De ahí el aprecio a la vida pública y a las instituciones antiguas o nuevas fundadas al servicio de la humanidad en tantas facetas de la existencia: “la Iglesia quiere ayudar y fomentar tales instituciones en lo que de ella dependa y pueda conciliarse con su misión propia. Nada desea tanto como desarrollarse libremente, en servicio de todos, bajo cualquier régimen político que reconozca los derechos fundamentales de la persona y de la familia y los imperativos del bien común” (GS 42).

Esas libertades básicas derivan de la dignidad humana, punto de mira de cualquier enfoque o decisión que afecte a otros. Forma parte esencial del optimismo antropológico de los cristianos: la condición de hijos de Dios prevalece sobre su evidente capacidad para el mal. Lo trató a fondo Juan Pablo II en Sollicitudo rei socialis, al final de 1987. Basten unas palabras del n. 47: “no se justifican ni la desesperación, ni el pesimismo, ni la pasividad. Aunque con tristeza, conviene decir que, así como se puede pecar por egoísmo, por afán de ganancia exagerada y de poder, se puede faltar también —ante las urgentes necesidades de unas muchedumbres hundidas en el subdesarrollo— por temor, indecisión y, en el fondo, por cobardía. Todos estamos llamados, más aún obligados, a afrontar este tremendo desafío de la última década del segundo milenio. Y ello, porque unos peligros ineludibles nos amenazan a todos: una crisis económica mundial, una guerra sin fronteras, sin vencedores ni vencidos. (…) Pero éste no es el único ni el principal motivo. Lo que está en juego es la dignidad de la persona humana, cuya defensa y promoción nos han sido confiadas por el Creador, y de las que son rigurosa y responsablemente deudores los hombres y mujeres en cada coyuntura de la historia”.

La DSI defiende esa dignidad frente a embates como los de la "cosificación" del trabajo humano concebido como mero instrumento de producción, o la "biologización" ante la concepción y la muerte, o, en fin, las discriminaciones por naturaleza, origen, vocación o destino

No anula diferencias y desigualdades de hecho, también naturales (por ej., enfermedades o defectos congénitos).
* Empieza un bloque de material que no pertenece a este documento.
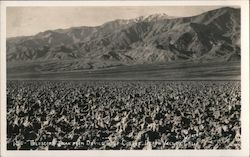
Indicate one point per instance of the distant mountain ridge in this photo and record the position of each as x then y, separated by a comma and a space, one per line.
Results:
158, 38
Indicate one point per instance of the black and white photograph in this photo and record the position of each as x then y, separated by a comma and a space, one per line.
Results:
161, 77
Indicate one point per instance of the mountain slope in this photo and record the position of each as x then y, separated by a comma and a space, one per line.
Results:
211, 36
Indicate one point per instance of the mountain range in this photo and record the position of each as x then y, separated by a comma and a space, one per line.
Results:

Pero rechaza la injusticia de suprimir o reducir la libertad en nombre de la igualdad o de la propia justicia (aparte de la triste experiencia histórica del rápido surgimiento de nomenklaturas). Dar a cada uno lo suyo no coincide con dar a todos lo mismo, aunque el derecho, objeto de la justicia, es algo debido ad aequalitatem, como expresó Tomás de Aquino.

En todo caso, según recuerda el Compendio de Doctrina social de la Iglesia, 48, “la persona humana no puede y no debe ser instrumentalizada por las estructuras sociales, económicas y políticas, porque todo hombre posee la libertad de orientarse hacia su fin último”.